Claude Choules, 110, understood to be the last World War I combat veteran, died in his sleep in an Australian nursing home overnight.
Despite his status, the notion of fighting sat uneasily with Choules in his later life and he shunned celebrations of the Armistiace because he was against the glorification of war.
“He always said that the old men make the decisions that send the young men into war,” said his son Adrian Choules.
“He used to say, if it was the other way around, and the old pollies were off fighting, then there would never be any wars.”
Choules was born in 1901 and signed up with the British Navy for the Great War at age 15.

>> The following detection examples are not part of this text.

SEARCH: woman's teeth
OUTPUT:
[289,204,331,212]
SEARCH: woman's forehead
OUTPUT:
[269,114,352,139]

After the war, he moved to Perth and joined the Australian Navy, working as a demolition officer at the Fremantle Harbour during World War II, making him the last veteran who served in both World Wars.
At 107, he was told by his doctors that he wouldn’t see out his next
birthday. He defied those odds when he became a super-centenarian, and
Australia’s oldest man, in March this year.
“He
stretches back into Australian history; the past 110 years are probably
the most significant for the history of the country, and he was here
for all of that,” Adrian Choules said.
“Through his service, he developed the two important parts of his personality there, his loyalty and his conscientiousness.
“His
loyalty to the people that were employing him, the British Government
and then the Royal Australian Navy, and he was very loyal to his family
as well.
“There was only was way to survive all
that he did, and that was to be conscientious and very careful, and by
not taking any risks.”
In 2009, Choules published a book about his life, The “Last of the Last”.